In episode 16, which is the series finale, we get to see Real Kevin for a minute. It’s a very short time in which he interacts with Allison and it’s one of the creepier performances I’ve seen. There’s very little different between what large goofball Kevin in 90’s sitcom, and Kevin in real life says and does, it’s timing, lighting, intonation, physical positioning, and it’s masterfully played.
I could imagine that scene being Kevin’d up for laughs and I was genuinely creeped out by how easy that would have been to hide intimidation and mental abuse into a couple of jokes played for an audience.
Immediately after I was telling my wife that that was the Kevin I wanted to see for the past two seasons… I wanted to see why she wanted to kill him and how she’d managed to get anyone helping her and then I realized something. In situations of abuse quite often nobody other than the victim is ever going to see the abuse. That’s what the series was. Outside looking in at the existence of two people in their own stories and how they presented themselves to the world, at least in the case of Kevin.
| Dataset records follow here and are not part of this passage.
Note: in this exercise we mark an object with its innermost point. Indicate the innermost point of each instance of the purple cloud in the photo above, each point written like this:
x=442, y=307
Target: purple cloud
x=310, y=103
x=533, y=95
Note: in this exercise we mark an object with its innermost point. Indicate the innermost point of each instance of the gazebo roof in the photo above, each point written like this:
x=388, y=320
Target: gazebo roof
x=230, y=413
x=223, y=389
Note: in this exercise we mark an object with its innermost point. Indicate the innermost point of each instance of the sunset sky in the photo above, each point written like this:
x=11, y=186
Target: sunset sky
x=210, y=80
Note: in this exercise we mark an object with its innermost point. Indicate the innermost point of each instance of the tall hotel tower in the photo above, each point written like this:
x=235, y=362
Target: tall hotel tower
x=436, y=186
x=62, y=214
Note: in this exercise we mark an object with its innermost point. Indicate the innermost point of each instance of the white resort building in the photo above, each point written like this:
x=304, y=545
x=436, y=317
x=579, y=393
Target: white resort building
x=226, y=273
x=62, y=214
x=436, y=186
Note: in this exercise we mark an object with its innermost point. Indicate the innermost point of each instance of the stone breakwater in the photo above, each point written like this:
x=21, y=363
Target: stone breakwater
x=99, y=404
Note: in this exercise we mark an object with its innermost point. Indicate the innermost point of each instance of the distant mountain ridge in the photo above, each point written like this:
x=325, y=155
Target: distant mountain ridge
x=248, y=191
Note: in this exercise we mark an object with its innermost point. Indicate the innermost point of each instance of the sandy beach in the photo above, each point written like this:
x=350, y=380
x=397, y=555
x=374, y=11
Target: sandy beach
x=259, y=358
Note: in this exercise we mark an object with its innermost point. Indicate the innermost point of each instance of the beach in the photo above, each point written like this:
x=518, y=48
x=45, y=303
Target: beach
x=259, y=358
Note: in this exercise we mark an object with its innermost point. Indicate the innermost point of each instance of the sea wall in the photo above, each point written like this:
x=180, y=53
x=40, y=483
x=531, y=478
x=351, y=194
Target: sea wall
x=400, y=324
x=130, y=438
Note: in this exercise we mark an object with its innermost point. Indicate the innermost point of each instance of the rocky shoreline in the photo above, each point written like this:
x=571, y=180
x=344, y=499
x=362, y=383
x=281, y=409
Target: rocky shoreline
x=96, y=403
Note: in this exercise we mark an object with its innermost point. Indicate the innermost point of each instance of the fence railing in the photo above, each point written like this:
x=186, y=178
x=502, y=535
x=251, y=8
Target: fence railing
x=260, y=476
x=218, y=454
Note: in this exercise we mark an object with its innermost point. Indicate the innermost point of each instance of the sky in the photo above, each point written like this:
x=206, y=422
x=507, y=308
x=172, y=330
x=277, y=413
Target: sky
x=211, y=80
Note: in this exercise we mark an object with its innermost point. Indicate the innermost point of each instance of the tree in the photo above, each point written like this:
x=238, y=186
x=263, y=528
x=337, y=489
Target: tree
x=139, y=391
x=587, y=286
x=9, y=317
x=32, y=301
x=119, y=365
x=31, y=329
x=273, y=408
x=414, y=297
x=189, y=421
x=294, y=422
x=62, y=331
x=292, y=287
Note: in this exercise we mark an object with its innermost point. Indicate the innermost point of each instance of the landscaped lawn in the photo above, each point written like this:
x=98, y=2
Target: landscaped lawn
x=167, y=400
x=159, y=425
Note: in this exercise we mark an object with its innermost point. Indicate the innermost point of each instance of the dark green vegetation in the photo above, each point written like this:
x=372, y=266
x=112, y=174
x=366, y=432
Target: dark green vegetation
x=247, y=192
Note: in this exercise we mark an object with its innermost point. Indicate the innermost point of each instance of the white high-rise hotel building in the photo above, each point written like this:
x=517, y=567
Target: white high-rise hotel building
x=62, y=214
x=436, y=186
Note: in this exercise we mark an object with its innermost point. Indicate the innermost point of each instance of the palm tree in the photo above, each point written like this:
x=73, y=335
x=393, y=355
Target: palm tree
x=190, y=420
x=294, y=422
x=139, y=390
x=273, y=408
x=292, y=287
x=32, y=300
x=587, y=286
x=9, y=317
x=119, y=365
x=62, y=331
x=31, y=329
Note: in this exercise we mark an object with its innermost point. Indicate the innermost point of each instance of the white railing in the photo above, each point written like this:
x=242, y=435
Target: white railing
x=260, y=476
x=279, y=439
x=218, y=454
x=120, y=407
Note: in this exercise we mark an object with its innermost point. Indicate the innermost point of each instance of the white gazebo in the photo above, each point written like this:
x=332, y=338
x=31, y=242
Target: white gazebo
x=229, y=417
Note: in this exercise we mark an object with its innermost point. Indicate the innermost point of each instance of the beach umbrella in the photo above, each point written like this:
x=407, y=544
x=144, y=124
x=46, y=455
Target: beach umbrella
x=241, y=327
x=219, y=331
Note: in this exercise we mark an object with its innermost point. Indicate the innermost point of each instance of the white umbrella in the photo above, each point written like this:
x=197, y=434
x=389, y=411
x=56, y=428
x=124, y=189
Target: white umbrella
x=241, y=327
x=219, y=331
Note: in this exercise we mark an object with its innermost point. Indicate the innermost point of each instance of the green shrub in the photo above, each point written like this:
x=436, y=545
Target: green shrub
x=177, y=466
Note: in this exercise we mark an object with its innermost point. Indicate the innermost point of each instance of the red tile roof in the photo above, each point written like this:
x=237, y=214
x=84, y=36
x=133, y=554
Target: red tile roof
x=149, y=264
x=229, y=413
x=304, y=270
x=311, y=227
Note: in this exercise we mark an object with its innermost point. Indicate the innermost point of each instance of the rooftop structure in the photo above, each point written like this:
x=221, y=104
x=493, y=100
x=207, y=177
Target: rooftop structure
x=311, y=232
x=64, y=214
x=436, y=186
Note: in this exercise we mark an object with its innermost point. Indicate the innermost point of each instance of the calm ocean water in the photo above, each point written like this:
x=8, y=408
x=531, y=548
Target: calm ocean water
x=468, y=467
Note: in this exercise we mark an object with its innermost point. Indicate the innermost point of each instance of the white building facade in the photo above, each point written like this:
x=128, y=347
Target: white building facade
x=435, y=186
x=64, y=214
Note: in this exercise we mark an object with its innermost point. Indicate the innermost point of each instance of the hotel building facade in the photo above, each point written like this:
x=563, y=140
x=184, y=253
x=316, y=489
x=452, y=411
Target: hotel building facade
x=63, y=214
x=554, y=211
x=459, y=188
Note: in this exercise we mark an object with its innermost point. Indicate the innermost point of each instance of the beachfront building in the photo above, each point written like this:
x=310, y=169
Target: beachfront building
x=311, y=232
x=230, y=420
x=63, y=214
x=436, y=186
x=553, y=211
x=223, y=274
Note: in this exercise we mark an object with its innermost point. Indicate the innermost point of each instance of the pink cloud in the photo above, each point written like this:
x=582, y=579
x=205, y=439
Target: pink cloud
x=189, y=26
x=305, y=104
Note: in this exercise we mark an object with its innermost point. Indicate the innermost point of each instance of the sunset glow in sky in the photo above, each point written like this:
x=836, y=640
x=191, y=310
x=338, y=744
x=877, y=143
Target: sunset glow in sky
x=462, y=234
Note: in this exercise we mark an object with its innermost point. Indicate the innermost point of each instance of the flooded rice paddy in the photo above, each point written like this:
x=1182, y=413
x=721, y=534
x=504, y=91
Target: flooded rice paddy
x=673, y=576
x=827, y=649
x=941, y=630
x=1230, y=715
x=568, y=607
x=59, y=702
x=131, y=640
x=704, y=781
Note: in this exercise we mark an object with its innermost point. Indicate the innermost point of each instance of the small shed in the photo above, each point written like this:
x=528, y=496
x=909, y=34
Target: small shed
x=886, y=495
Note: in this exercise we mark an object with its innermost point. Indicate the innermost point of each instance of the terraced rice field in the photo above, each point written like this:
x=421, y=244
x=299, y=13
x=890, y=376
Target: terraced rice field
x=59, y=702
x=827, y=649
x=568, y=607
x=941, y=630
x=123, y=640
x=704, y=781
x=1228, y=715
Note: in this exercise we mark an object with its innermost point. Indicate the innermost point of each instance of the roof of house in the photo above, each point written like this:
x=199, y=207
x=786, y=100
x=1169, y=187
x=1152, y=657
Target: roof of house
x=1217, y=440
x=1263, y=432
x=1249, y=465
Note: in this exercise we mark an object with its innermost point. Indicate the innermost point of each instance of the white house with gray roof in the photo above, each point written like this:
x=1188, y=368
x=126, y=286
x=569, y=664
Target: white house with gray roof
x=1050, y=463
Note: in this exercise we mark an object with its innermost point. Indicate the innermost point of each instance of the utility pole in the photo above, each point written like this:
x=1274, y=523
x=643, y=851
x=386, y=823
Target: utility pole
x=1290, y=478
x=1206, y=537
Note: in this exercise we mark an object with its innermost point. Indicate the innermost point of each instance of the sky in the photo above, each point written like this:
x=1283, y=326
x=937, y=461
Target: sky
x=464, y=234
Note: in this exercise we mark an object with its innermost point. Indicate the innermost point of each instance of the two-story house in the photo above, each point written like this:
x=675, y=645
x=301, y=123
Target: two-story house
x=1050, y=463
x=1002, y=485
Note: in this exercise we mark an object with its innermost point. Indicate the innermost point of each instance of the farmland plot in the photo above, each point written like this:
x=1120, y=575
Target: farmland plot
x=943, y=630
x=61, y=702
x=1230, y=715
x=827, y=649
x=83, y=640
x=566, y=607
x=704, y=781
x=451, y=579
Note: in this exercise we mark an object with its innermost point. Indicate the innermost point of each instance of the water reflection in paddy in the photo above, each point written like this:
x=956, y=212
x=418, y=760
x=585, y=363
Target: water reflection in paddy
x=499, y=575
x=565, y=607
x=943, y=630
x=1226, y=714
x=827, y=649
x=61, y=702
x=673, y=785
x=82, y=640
Or maybe I’m remarkably unobservant of Kevin’s actions in the series. Snowed by the big goofball act. Did make me realize the couple of domestic abuse victims I know I did have to be told and I did have to believe. Nobody ever jumped out and said “Hey Paul, I’ll be your friend’s abuser today.” Nope.
Interesting watch. Series should have ended a few episodes back. I believe 12-14 would have been perfect, but 16 wasn’t pulling teeth.
I now have the desire to go back and just watch the Kevin parts.